The introduction of authorised generic versions of brand-name drugs reduces prices modestly and in the short term, but the threat to do is a "powerful inducement" to generics firms to delay launching their products, says a US government report.
Promises by a brand-name drugmaker not to market competing authorised generics are frequently present in pharmaceutical patent settlements between branded and generic firms, according to the Federal Trade Commission (FTC)'s final report on the impact of authorised generics on the market.
The report finds that authorised generics "modestly reduce drug prices during the first 180 days of generic competition, and identifies some evidence suggesting that the presence of an authorised generic could affect decisions by generic competitors to challenge patents on drugs with low revenues," said FTC chairman Jon Leibowitz.
However, he added: "the clearest and most disturbing finding is that some brand companies may be using the threat of launching an authorised generic as a powerful inducement for generic companies to delay bringing their drugs to market."
"When companies employ this tactic, it is a double whammy for consumers," said Commissioner Leibowitz. "Consumers have to pay the higher brand prices while the generic delays its entry and, once generic entry does occur, consumers pay higher prices without the benefit of competition from the authorised generic," he added.
The FTC has for years opposed pay-for-delay patent litigation settlements, in which a brand-name drug manufacturer compensates its generic competitor to delay entering the market. In its new report, the Commission says it has become increasingly common for brand-name drugmakers to start marketing authorised generics at the same time a generic firm is beginning the 180-day marketing exclusivity period established by the Hatch-Waxman Act for the first generic competitor of a brand-name drug – known as "first fliers."
This practice leads to questions about the effects of authorised generics on pharmaceutical competition, says the FTC.
The study finds that competition from an authorised generic during the 180-day exclusivity period is associated with a 4%-8% reduction in retail prices and a 7%-14% cut in wholesale prices, but that it also reduces the first-flier's revenues by 40%-52% during the period. Moreover, revenues for the first-flier drop by an average 53%-62% during the first 30 months after the exclusivity period ends if it is facing authorising generic competition.

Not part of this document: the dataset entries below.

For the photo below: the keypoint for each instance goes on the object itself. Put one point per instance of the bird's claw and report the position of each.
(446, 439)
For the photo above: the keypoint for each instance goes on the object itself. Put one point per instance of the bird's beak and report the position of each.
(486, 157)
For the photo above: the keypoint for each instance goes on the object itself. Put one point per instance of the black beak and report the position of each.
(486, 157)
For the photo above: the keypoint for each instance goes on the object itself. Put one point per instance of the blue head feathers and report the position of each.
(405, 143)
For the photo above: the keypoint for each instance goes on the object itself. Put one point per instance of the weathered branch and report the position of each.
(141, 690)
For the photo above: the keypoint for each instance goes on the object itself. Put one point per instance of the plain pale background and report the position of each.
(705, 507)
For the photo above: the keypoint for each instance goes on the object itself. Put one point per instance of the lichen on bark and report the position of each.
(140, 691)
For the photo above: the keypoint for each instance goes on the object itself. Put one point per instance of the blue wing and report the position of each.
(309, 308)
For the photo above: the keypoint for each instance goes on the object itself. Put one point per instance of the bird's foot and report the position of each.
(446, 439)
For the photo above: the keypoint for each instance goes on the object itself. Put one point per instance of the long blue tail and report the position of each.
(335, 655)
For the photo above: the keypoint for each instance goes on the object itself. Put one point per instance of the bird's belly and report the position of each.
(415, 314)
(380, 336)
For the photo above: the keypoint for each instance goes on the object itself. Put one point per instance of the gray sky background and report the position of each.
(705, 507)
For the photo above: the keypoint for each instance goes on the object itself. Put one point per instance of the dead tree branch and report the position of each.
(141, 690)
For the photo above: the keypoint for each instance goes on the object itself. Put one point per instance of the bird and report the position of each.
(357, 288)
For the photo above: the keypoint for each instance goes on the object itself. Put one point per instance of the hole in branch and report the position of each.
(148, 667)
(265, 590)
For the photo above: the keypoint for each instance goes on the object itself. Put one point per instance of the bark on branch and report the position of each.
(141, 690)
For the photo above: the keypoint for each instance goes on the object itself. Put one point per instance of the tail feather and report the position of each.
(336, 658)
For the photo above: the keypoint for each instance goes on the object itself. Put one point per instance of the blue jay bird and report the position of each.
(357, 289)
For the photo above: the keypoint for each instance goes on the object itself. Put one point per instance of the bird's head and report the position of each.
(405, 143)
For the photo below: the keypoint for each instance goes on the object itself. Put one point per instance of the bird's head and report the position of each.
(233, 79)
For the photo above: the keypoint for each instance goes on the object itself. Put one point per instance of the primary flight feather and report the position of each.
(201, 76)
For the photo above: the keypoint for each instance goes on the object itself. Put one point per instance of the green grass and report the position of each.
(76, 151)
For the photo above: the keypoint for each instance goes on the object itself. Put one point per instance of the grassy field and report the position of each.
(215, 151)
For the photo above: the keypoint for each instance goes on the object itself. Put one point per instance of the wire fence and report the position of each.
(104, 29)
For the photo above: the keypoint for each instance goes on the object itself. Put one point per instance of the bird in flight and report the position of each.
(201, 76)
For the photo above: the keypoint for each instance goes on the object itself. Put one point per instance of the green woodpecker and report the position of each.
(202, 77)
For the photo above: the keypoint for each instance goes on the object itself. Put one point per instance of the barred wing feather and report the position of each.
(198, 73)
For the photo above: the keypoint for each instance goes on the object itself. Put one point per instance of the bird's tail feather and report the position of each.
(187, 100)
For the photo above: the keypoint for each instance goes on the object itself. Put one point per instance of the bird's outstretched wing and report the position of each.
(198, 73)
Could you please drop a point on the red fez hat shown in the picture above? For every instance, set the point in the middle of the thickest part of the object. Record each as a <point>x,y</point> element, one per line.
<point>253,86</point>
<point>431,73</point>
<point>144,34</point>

Nevertheless, this impact on revenues has not substantially reduced the number of patent challenges by generic firms, who have continued to challenge patents, even on drugs in small markets, the Commission also finds.
The report also sees "strong evidence that agreements not to compete using authorising generics have become a way that some branded firms compensate generics firms for delaying entry to the market." In FY2010 alone, 15 drug patent settlements included such an agreement, or nearly 60% of all such settlements for the year, compared to around 25% of all such settlements during FY2004-FY2010.
The 39 such settlements which contained such an agreement during FY2004-FY2010 involved drugs with a total market value of more than $23 billion and delayed generic entry by an average of 37.9 months past the settlement date, says the FTC.
Commenting on the report, US industry group the Generic Pharmaceutical Association (GPhA) accused the FTC of continuing to "mislead" consumers on patent settlements.
"By continuing to push its misguided policy to ban pro-consumer patent litigation settlements, the FTC is gambling with consumers' savings," said GPhA executive director Bob Billings.
"It's the patent, not the patent settlements that holds up the launch of a new drug. Patent settlements have never prevented competition beyond the patent expiry, and generally have resulted in making lower-cost generics available months and even years before patients have expired,” said Mr Billings.